太上皇寿终正寝,天下默哀,各处不得喧闹。
诏令一出,四座恍然,好不容易,新帝可以上朝了,先帝却去了,于是新帝下令,替先帝守孝。
于是,众大臣们想要替选秀的事情,又得无限延后了。
紫菀被王景琰打伤的在流椒和青钿的照顾下,身子大好,王莹莹不在皇宫的这些日子,云锦把皇后宫的一些琐事都打点的很好,丝毫没有失去主子的慌乱无措。
王莹莹看着熟悉的宫殿,脑海里有记忆破涌而出。
静安居内,他一脸认真的看着自己,语气坚定,“为莹莹解忧,我心之所愿。”
画面一转,茶楼内,她笑的云淡风轻,“弁星,我知晓你的心意,但我与你,没有可能,我希望我们以后,还是不要见面了。”

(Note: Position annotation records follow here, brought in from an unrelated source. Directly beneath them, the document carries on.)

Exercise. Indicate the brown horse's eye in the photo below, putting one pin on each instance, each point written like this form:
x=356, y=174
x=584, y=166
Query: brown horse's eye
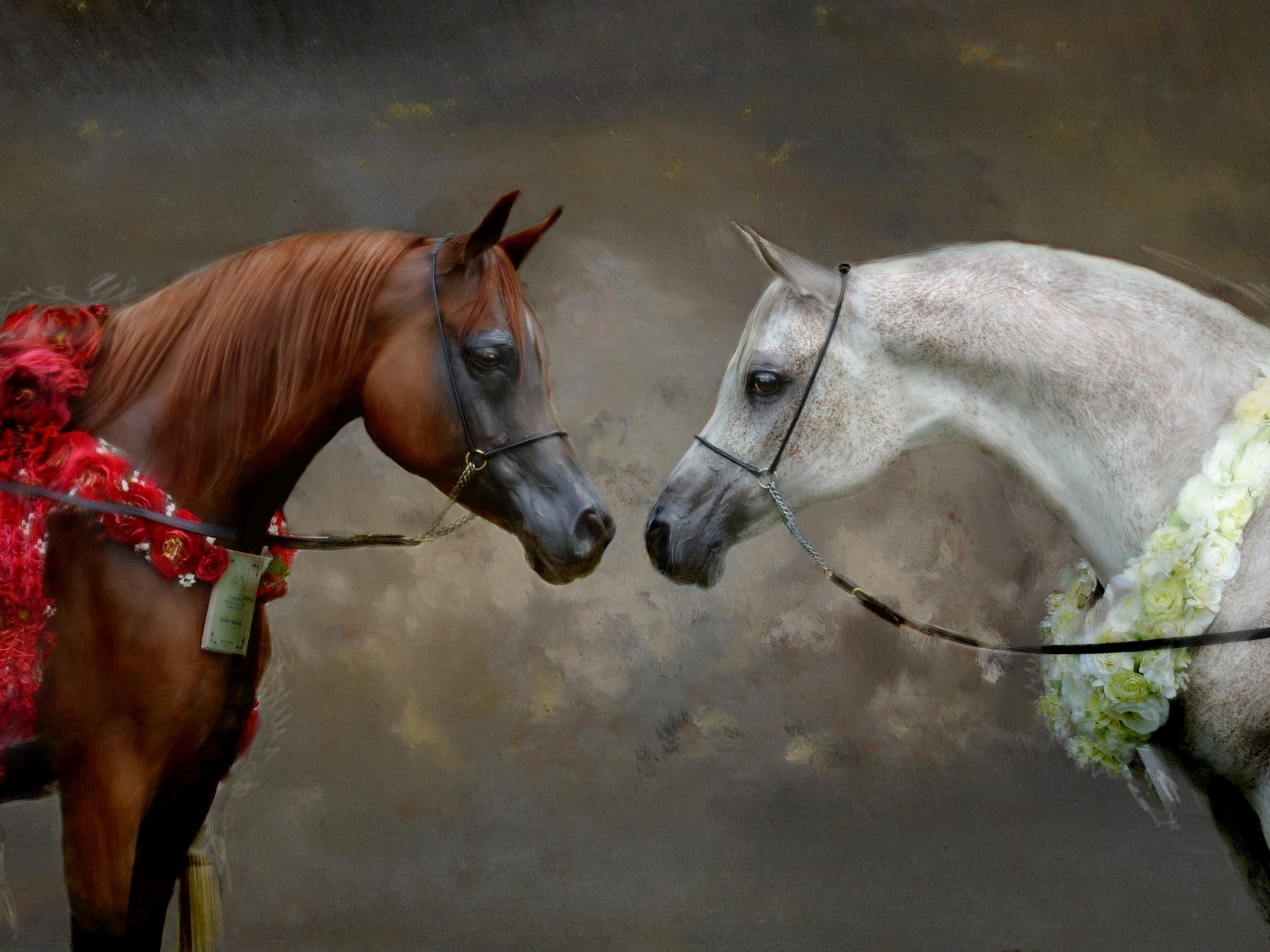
x=765, y=382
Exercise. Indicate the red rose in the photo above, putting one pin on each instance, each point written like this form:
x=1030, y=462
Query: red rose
x=212, y=564
x=75, y=333
x=19, y=325
x=176, y=551
x=77, y=461
x=125, y=529
x=35, y=386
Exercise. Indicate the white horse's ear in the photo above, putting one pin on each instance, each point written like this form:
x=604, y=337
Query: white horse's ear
x=807, y=279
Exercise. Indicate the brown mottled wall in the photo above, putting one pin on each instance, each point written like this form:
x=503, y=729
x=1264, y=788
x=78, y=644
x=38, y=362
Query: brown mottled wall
x=455, y=756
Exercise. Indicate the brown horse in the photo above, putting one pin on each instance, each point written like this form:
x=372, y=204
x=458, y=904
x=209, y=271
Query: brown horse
x=223, y=388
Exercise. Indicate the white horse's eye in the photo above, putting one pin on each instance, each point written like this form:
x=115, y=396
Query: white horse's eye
x=765, y=382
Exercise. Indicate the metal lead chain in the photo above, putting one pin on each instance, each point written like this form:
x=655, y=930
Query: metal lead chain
x=787, y=517
x=433, y=532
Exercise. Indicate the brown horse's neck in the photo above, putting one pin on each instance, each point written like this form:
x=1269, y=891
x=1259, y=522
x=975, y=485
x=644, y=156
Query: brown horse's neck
x=225, y=385
x=248, y=486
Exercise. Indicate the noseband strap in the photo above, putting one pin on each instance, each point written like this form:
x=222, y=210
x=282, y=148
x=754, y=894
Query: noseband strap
x=477, y=457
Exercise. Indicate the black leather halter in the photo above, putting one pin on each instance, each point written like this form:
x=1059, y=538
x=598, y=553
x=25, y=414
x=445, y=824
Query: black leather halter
x=766, y=478
x=482, y=456
x=224, y=534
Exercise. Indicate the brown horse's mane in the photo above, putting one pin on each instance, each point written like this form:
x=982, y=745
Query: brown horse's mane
x=251, y=336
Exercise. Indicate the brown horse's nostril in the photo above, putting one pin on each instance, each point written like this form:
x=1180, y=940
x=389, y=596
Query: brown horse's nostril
x=594, y=527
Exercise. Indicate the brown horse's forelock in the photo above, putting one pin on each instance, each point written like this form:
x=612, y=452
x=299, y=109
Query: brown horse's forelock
x=252, y=337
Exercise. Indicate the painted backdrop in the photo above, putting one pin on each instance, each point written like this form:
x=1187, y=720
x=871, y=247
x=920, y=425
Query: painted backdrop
x=455, y=756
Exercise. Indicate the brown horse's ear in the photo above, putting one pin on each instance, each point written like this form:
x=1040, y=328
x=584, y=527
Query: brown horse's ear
x=491, y=230
x=519, y=244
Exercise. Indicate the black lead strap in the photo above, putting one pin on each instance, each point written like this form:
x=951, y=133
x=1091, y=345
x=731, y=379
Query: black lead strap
x=767, y=480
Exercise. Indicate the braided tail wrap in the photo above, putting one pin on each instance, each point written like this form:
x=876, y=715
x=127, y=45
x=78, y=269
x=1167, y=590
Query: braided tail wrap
x=201, y=921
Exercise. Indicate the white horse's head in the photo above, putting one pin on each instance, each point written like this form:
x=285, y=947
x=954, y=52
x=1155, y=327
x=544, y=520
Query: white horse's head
x=857, y=422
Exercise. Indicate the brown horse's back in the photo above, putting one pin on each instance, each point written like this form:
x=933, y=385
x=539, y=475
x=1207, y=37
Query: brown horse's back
x=141, y=715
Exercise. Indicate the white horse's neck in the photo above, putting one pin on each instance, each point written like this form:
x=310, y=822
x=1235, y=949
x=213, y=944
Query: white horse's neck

他皱眉,“莹莹,那日桃林,一见钟情,后来大殿,再见倾心,我的心意,你还不明白吗,我不明白,你为什么要这样说。”
“你是天之骄子,是皇室中人,我只是普通百姓,你我,本就不应该遇见。”
“莹莹,皇室中人并不是你们以为的那般尊贵,莹莹,我需要你。”
“可我不需要你,弁星,你志在天下,我志在江湖,我们信念不同,所求不同。”
后来,她讥讽,“所谓的一见钟情,不过是见色起意罢了,以貌取人,这般草率,四皇子的钟情真心,我福薄缘浅,消受不起。”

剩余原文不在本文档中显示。